Other Classrooms

        Although the theory behind using social media sites in the classroom is at times lacking, accounts of actual practices abound.

        Among professors who use Twitter, many incorporate it as a way to improve class participation and communication. Barb Dybwad reports on Mashable.com that Purdue University tested Hotseat, an integration of Twitter, Facebook, and text messaging. It was optional for students as a way to foster communication and discussion during class, yet 73% of the students tried it. Sugato Chakravarty, a professor whose class used Hotseat, does warn that instructors must be ready for unpleasant remarks that are delivered this way—criticism or corrections—but claims this kind of interaction allows students to engage in an entirely new way. Likewise, Greg Ferenstein writes that Twitter can be used in large lecture classes to increase participation and create a community via students’ conversations. Students can reply to each other and discuss class lectures during class, but Ferenstein also acknowledges the asynchronous aspect of communicating on Twitter that allows conversations to continue even after class ends. Jeff Young reports in The Chronicle of Higher Education that Cole W. Camplese teaches with two screens up in his classroom at Pennsylvania State University. One screen contains his slides for lecture and the other is a Twitter stream of his students’ observations or questions. The goal of this, Camplese says, is to “allow new kinds of teaching in which students play a greater role and information is pulled in from outside the classroom walls.”

        This sense of community is found with other social media sites as well.
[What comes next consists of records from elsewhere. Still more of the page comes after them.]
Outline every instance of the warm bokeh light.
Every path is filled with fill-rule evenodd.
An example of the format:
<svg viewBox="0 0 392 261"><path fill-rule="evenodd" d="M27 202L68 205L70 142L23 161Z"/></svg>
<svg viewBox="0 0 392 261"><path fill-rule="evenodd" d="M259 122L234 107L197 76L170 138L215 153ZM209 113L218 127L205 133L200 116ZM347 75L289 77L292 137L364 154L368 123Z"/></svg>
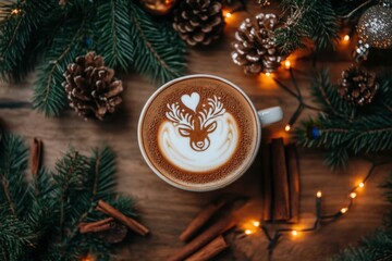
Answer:
<svg viewBox="0 0 392 261"><path fill-rule="evenodd" d="M284 67L287 70L291 67L291 62L289 60L284 62Z"/></svg>
<svg viewBox="0 0 392 261"><path fill-rule="evenodd" d="M316 197L321 198L322 194L321 191L317 191Z"/></svg>
<svg viewBox="0 0 392 261"><path fill-rule="evenodd" d="M20 12L21 12L20 9L13 9L13 10L11 11L11 14L16 15L16 14L19 14Z"/></svg>
<svg viewBox="0 0 392 261"><path fill-rule="evenodd" d="M245 235L252 235L252 234L254 234L255 232L254 231L252 231L252 229L246 229L245 231Z"/></svg>
<svg viewBox="0 0 392 261"><path fill-rule="evenodd" d="M81 261L94 261L94 258L90 254L87 254L86 257L82 258Z"/></svg>

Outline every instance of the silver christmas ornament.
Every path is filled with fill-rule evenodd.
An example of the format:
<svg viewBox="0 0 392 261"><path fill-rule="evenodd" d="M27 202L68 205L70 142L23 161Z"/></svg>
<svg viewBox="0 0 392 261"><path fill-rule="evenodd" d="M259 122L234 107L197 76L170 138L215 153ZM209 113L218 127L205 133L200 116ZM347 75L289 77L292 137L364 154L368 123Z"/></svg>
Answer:
<svg viewBox="0 0 392 261"><path fill-rule="evenodd" d="M370 47L392 48L392 0L383 0L381 4L369 8L359 18L357 33L356 61L366 60Z"/></svg>

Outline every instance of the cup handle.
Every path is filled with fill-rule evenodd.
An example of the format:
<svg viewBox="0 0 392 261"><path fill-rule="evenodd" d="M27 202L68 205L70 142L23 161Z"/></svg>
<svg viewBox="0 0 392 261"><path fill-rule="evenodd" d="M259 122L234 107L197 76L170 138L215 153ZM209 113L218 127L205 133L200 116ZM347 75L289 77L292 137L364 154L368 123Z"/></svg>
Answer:
<svg viewBox="0 0 392 261"><path fill-rule="evenodd" d="M283 111L281 107L271 107L257 112L261 121L261 127L270 125L271 123L282 121Z"/></svg>

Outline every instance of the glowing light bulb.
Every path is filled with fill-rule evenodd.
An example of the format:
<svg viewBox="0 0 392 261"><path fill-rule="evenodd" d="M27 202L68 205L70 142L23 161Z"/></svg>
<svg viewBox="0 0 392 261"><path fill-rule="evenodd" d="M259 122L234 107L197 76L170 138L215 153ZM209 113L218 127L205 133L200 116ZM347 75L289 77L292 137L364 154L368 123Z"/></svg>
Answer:
<svg viewBox="0 0 392 261"><path fill-rule="evenodd" d="M252 231L252 229L246 229L245 231L245 235L252 235L252 234L254 234L254 231Z"/></svg>
<svg viewBox="0 0 392 261"><path fill-rule="evenodd" d="M11 14L16 15L16 14L19 14L20 12L21 12L20 9L13 9L13 10L11 11Z"/></svg>
<svg viewBox="0 0 392 261"><path fill-rule="evenodd" d="M284 66L285 66L285 69L290 69L291 67L291 62L289 60L286 60L284 62Z"/></svg>

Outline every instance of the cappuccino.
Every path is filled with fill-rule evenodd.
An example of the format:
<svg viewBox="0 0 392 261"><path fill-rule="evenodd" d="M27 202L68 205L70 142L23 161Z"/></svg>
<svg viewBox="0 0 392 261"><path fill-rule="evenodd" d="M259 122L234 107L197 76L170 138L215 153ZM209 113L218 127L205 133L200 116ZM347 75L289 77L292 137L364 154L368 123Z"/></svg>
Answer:
<svg viewBox="0 0 392 261"><path fill-rule="evenodd" d="M140 149L173 184L215 187L248 167L259 140L257 114L229 83L182 78L158 90L139 121Z"/></svg>

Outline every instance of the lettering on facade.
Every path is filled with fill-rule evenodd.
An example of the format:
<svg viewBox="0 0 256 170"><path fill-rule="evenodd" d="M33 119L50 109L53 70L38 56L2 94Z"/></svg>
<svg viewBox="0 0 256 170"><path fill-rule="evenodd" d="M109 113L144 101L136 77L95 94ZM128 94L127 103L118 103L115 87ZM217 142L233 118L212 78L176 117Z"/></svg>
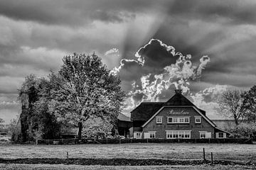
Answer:
<svg viewBox="0 0 256 170"><path fill-rule="evenodd" d="M183 110L181 111L174 111L174 110L170 110L168 113L168 115L189 115L189 112L184 111Z"/></svg>

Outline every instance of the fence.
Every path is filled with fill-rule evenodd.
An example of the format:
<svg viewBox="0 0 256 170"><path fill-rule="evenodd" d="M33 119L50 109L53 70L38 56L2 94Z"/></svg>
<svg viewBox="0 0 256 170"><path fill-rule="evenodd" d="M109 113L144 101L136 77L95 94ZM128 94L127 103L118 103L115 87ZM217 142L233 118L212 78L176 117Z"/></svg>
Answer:
<svg viewBox="0 0 256 170"><path fill-rule="evenodd" d="M37 140L37 144L121 144L121 143L239 143L252 144L248 138L225 139L60 139Z"/></svg>

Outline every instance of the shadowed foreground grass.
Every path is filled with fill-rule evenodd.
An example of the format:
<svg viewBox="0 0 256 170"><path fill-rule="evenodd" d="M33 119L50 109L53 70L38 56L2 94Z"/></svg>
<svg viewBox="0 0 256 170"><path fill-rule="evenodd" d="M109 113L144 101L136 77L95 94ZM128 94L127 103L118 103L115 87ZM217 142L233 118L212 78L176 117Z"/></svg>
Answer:
<svg viewBox="0 0 256 170"><path fill-rule="evenodd" d="M175 166L82 166L82 165L64 165L64 164L0 164L1 170L10 170L10 169L33 169L33 170L67 170L67 169L124 169L124 170L151 170L151 169L191 169L191 170L218 170L218 169L253 169L253 167L245 166L223 166L223 165L175 165Z"/></svg>
<svg viewBox="0 0 256 170"><path fill-rule="evenodd" d="M0 158L127 158L202 159L249 162L256 160L256 145L243 144L132 143L114 144L0 144Z"/></svg>

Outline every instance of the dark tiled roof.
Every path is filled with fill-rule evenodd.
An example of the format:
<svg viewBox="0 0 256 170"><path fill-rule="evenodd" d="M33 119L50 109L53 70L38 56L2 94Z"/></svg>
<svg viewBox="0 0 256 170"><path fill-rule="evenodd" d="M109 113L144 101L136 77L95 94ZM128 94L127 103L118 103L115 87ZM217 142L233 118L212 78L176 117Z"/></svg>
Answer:
<svg viewBox="0 0 256 170"><path fill-rule="evenodd" d="M230 129L235 127L234 120L212 120L212 121L216 125L218 128L223 130Z"/></svg>
<svg viewBox="0 0 256 170"><path fill-rule="evenodd" d="M124 115L122 113L119 113L117 119L119 120L121 120L121 121L127 121L127 122L130 122L131 121L131 118L129 117Z"/></svg>
<svg viewBox="0 0 256 170"><path fill-rule="evenodd" d="M193 106L192 103L188 98L184 97L181 94L176 94L172 98L171 98L168 101L164 104L165 106Z"/></svg>
<svg viewBox="0 0 256 170"><path fill-rule="evenodd" d="M183 96L181 93L176 93L174 96L166 102L142 102L131 112L131 119L133 121L146 121L164 106L188 106L196 107L192 102ZM199 110L203 115L206 115L205 110L201 109L199 109Z"/></svg>
<svg viewBox="0 0 256 170"><path fill-rule="evenodd" d="M131 120L147 120L161 108L164 103L164 102L142 102L131 112Z"/></svg>

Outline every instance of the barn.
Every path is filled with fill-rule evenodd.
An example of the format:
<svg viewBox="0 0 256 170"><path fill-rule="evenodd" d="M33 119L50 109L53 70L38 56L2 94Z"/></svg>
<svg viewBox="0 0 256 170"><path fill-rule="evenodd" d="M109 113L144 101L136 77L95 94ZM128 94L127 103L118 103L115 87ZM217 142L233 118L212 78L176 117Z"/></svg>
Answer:
<svg viewBox="0 0 256 170"><path fill-rule="evenodd" d="M182 95L181 90L166 102L142 102L131 112L130 135L137 139L226 138L229 132L217 127Z"/></svg>

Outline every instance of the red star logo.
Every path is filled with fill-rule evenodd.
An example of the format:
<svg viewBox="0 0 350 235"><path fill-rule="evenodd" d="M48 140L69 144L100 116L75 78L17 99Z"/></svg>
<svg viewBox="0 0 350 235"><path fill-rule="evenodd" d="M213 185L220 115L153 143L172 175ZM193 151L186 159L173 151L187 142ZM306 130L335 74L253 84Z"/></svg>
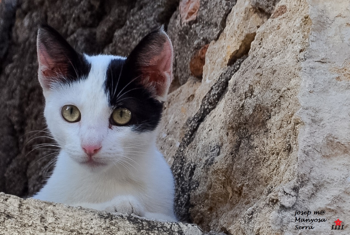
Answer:
<svg viewBox="0 0 350 235"><path fill-rule="evenodd" d="M337 220L335 221L334 222L335 223L336 226L338 226L338 225L340 226L341 225L340 224L340 223L342 222L343 221L342 221L341 220L339 220L339 219L338 219Z"/></svg>

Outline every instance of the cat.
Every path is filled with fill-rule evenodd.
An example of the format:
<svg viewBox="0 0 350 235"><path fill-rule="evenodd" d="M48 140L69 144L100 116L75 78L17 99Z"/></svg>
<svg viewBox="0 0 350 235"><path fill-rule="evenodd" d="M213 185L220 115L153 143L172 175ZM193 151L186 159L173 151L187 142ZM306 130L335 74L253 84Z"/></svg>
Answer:
<svg viewBox="0 0 350 235"><path fill-rule="evenodd" d="M172 79L162 28L126 58L78 53L48 25L39 27L37 46L44 115L60 150L33 198L176 221L174 178L155 146Z"/></svg>

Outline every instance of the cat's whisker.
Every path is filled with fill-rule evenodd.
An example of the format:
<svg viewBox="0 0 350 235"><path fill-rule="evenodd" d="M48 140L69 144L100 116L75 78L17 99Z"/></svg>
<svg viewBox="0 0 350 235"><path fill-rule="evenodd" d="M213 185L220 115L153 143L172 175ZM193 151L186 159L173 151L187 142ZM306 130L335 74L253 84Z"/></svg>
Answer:
<svg viewBox="0 0 350 235"><path fill-rule="evenodd" d="M35 139L37 139L37 138L47 138L48 139L50 139L50 140L55 140L55 139L54 138L53 138L52 137L50 137L50 136L37 136L36 137L34 137L34 138L31 138L30 140L28 140L27 142L27 143L26 143L24 145L24 147L25 147L27 145L28 145L28 144L29 143L30 143L31 141L33 141L33 140L34 140Z"/></svg>
<svg viewBox="0 0 350 235"><path fill-rule="evenodd" d="M51 156L52 155L54 155L55 154L58 154L59 153L59 152L58 151L58 152L51 152L51 153L49 154L47 154L46 155L44 156L43 157L41 157L40 158L39 158L39 159L38 159L37 160L36 160L36 161L35 161L35 162L34 163L37 163L38 162L39 162L39 161L41 160L42 159L43 159L44 158L46 158L47 157L49 156Z"/></svg>
<svg viewBox="0 0 350 235"><path fill-rule="evenodd" d="M121 75L121 72L123 71L123 67L124 66L124 63L123 63L121 64L121 68L120 69L120 72L119 73L119 77L118 77L118 80L117 82L117 85L115 86L115 88L114 89L114 91L113 91L113 94L112 95L112 97L114 97L114 95L115 94L115 92L117 91L117 89L118 87L118 84L119 84L119 80L120 79L120 76ZM112 81L113 82L113 80L112 80ZM112 87L113 87L113 84L112 84Z"/></svg>
<svg viewBox="0 0 350 235"><path fill-rule="evenodd" d="M126 85L125 85L125 86L124 86L124 87L123 87L123 88L121 89L121 90L120 91L120 92L119 92L119 93L118 93L118 94L117 95L117 99L118 99L118 98L119 98L119 95L120 94L120 93L121 93L124 90L124 89L126 88L126 87L127 87L129 85L130 85L130 84L131 83L132 83L132 82L134 81L135 81L136 79L137 79L139 78L140 78L141 76L141 75L140 75L139 76L138 76L136 78L135 78L134 79L133 79L132 80L131 80L131 81L130 81Z"/></svg>

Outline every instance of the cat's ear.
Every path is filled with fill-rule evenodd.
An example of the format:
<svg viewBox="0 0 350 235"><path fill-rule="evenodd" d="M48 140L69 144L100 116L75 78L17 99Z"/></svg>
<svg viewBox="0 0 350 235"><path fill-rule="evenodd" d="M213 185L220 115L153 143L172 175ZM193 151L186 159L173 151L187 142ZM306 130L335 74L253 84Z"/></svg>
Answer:
<svg viewBox="0 0 350 235"><path fill-rule="evenodd" d="M57 31L47 25L38 31L37 51L39 81L44 91L54 83L69 82L77 78L79 64L84 59Z"/></svg>
<svg viewBox="0 0 350 235"><path fill-rule="evenodd" d="M138 81L156 98L164 101L173 79L173 45L162 27L144 37L131 52L126 64Z"/></svg>

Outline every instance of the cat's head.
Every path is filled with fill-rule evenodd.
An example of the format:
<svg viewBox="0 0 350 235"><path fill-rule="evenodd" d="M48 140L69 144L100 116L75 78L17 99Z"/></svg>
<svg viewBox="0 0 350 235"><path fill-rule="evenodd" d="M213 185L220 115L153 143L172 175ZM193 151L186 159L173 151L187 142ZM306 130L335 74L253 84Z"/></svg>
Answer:
<svg viewBox="0 0 350 235"><path fill-rule="evenodd" d="M162 29L125 58L79 54L43 26L37 50L44 115L66 155L90 169L121 167L153 146L172 79L173 48Z"/></svg>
Jacob Schroeder and Thomas J. Greenbowe report that almost half of the students in an organic chemistry class voluntarily joined a Facebook group to communicate with other students in the class. Because many students already have Facebook, the authors conclude it could be the result of convenience that students used the site rather than WebCT, a function of Blackboard.

        Communication by the use of social media is not just during classes, however. Elaine Young uses Twitter as a networking tool for business students, Howard Rheingold uses it as an extension of office hours, and William Kist finds it a good way to network with colleagues (Miners). Steven Engler, a religion professor, tested students on links and stories he shared on Twitter (@rels1101).

        But educators know the uses of Twitter extend far beyond the classroom. Mia Moody, who implements Twitter as a way to communicate without email and allow students to analyze media news outlets, suggests asking students for their ideas on the topic, claiming, “Students often know more about social media than faculty” (8).

        Whether an urge to reach out to students or a desire to teach with the latest technology, some departments have created entire courses focused on Twitter. These courses, however, have experienced a variety of reactions.

        Australia’s Griffith University made Twitter education mandatory for those studying journalism. The university created this course in response to pressure from employers who want new hires that are knowledgeable about social media. Students’ reactions, however, were mixed. DePaul University’s Craig Kanalley created “Digital Editing: From Breaking News to Tweets,” a class that deciphers and evaluates the journalistic information found on the Internet. The class, hailed the only known course centered on Twitter, received attention from Ryan Tate, an editor at Gawker.com. While Gawker is a news and gossip website and blog, Tate’s write-up includes curiosity at the evolutionary course (albeit meshed with snarky comments regarding what he views as an underwhelming syllabus.)

        While some articles suggest advice and practices for using Twitter in the classroom, none are more innovative than EDUCAUSE’s scenario found in “7 things you should know about…Microblogging.” The example given discusses Dr. LeClerc, who chaperones a class that goes to Paris to study French cinema. He creates a specific hashtag (a word or phrase after the # symbol that allows for easy searching) and tells the students to tweet as they venture around the city—incorporating text, videos, audio, and pictures. The students are then informed of what their classmates are doing to create a collective representation of the trip. To even further this scenario, the article claims this collective experience is monitored by a graduate course called “Documentary and New Media.” The grad students communicate with the undergrads to create a documentary using and remixing the video clips, posts, etc.

        There are drawbacks and anxieties that come with this integration of social media, however. Michael J. Bugeja wrote an article for The Chronicle of Higher Education in 2006 that discusses the ethical implications of Facebook, especially regarding how students present themselves in the online world. Bugeja mentions measures professors can take to keep students off of the Internet and from using other technology during class.

        Now fast-forward to five years later when implementing sites like Facebook in the classroom is a common practice. Michael R. Neal references the habit of educators to integrate new technology in schools but claims they are outdated by the time they are adapted for classroom use. Not only that, but the attraction is lost on students who might feel they are, as Neal phrases it, being “co-opted by authorities” (107).